Unmanned systems exploitation project led by Qinetiq

News

May 01, 2020

Emma Helfrich

Technology Editor

Military Embedded Systems

Photo courtesy of QinetiQ.

UNITED KINGDOM. As a part of QinetiQ's ongoing work into unmanned vehicle command and control (C2) for defense applications, the company announced it has recently been awarded a significant new contract to lead phase five of the Maritime Autonomous Platform Exploitation (MAPLE) projects for the U.K. Defence Science and Technology Laboratory (Dstl).

The MAPLE project is the overarching program that seeks to demonstrate and de-risk the integration of multiple unmanned systems into the combat system of a British Royal Navy warship. The MAPLE approach gives the Royal Navy freedom to chose a mix of vehicles and payloads from the market, match them to the mission, and integrate them into a U.K. or multi-national force.

According to officials, the open architecture employed is intended to enable the Royal Navy to change vehicles and payloads as the market and threat evolves while minimizing cost and the impact across defense lines of development (notably integration and training).

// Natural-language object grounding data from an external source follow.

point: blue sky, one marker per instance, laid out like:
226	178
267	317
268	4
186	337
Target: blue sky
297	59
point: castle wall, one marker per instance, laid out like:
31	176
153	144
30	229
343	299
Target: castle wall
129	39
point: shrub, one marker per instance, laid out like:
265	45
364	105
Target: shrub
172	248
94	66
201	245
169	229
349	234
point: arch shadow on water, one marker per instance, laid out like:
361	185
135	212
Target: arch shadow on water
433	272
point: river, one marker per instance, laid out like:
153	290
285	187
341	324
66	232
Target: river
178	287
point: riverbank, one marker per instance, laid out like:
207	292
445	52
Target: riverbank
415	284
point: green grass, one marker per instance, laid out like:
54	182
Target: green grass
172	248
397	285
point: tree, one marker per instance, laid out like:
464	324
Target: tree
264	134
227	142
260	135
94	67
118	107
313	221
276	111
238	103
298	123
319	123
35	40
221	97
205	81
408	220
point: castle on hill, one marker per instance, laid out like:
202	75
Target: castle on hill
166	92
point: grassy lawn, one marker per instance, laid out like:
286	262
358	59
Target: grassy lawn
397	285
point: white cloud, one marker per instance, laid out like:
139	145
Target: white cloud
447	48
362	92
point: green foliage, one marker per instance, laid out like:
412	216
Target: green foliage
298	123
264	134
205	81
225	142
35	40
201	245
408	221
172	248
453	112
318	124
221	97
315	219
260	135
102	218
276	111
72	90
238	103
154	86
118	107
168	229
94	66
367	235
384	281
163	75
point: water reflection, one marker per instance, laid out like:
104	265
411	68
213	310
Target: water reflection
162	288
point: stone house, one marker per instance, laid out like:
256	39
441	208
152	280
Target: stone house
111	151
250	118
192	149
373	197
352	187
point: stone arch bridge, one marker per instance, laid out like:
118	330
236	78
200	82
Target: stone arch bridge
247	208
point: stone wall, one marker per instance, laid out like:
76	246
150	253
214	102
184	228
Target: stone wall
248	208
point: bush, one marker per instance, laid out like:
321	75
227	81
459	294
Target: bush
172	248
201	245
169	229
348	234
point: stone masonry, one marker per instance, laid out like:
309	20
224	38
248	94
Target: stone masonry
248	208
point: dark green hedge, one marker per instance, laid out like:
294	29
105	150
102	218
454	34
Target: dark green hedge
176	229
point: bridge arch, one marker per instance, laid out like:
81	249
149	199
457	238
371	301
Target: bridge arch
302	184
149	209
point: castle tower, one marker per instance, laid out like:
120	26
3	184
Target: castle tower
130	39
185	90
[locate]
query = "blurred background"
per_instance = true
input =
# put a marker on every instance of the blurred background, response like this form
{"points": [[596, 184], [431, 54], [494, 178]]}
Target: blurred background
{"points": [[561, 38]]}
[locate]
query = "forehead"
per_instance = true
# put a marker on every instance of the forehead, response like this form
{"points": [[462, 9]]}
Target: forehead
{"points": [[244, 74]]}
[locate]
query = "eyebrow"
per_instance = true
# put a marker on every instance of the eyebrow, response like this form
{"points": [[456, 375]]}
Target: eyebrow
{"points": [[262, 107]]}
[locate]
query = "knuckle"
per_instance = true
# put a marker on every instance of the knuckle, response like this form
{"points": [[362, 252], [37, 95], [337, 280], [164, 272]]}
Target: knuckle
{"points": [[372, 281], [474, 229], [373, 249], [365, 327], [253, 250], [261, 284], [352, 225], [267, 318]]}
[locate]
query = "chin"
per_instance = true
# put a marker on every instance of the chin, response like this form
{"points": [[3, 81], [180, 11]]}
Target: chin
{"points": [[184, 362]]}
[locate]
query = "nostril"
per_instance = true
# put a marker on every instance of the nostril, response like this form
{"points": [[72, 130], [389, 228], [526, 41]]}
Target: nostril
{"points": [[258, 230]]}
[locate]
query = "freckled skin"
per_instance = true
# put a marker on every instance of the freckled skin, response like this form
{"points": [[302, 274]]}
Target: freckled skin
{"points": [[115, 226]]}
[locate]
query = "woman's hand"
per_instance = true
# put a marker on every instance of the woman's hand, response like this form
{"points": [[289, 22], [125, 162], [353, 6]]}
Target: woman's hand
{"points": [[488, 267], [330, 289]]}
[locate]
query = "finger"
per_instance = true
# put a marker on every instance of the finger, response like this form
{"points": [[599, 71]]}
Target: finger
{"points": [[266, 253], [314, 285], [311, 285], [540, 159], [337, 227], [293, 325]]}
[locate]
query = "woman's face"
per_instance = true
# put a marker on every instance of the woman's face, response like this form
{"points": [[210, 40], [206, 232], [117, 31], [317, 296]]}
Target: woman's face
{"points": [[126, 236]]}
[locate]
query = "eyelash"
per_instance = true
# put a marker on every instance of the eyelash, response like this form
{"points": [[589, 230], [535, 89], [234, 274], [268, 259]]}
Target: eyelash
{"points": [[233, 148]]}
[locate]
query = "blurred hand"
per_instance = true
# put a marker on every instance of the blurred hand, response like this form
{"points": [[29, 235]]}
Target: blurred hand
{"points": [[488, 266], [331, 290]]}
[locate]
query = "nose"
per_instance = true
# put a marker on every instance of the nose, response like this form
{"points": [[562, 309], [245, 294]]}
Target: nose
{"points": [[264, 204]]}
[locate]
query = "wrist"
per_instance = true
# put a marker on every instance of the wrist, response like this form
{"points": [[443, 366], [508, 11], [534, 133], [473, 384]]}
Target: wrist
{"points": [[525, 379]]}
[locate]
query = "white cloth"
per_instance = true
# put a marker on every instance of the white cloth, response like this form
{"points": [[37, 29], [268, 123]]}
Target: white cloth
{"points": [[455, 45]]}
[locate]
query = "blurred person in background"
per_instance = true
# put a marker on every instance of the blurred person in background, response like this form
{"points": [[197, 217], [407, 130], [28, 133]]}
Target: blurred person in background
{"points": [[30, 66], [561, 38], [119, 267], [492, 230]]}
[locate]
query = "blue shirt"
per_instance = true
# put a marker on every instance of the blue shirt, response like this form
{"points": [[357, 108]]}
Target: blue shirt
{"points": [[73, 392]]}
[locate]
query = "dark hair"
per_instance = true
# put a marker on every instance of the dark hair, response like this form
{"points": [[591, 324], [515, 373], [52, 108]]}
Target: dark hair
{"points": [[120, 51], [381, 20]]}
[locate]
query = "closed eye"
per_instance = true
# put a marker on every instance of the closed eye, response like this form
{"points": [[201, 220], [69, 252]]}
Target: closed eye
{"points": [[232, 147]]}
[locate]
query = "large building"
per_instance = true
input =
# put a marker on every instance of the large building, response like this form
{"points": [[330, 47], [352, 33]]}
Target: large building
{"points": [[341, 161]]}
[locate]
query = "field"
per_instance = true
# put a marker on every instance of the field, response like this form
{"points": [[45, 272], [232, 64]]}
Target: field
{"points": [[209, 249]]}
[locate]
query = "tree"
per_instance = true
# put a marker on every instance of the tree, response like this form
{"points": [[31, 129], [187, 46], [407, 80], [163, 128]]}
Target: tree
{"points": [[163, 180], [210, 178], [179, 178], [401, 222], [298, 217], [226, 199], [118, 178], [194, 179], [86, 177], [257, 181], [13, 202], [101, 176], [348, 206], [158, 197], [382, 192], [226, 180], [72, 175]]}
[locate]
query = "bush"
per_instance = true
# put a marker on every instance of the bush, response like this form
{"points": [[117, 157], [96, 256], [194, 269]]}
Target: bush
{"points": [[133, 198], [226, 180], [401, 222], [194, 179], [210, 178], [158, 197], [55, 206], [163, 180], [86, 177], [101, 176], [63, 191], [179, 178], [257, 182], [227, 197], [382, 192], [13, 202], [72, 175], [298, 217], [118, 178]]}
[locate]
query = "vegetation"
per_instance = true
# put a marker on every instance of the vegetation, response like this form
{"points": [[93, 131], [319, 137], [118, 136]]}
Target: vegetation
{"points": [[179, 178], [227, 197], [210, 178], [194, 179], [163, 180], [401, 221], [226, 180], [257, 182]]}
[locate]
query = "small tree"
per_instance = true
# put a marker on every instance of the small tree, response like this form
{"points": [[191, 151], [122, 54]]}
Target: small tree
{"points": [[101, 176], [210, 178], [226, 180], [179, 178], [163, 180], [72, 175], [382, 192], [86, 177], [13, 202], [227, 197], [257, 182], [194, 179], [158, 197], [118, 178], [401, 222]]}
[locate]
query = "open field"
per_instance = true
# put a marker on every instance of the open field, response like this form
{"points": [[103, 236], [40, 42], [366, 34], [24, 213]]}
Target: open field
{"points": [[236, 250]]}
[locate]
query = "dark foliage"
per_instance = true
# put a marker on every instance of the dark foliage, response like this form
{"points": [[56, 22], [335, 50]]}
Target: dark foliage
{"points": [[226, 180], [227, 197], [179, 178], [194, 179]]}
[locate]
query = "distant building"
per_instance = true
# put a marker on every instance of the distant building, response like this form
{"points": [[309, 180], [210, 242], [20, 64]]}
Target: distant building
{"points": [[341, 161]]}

Spearheaded by QinetiQ’s Maritime and Land business in partnership with BAE Systems, SeeByte, BMT, L3 Harris, DIEM analytics and Thales, the focus of MAPLE phase five is to specify a core MAPLE system that will enable the U.K. Ministry of Defence to procure a Maritime Autonomous Systems Command and Control (C2) system by generating and validating a robust set of User and System Requirements and a validated and developed architecture.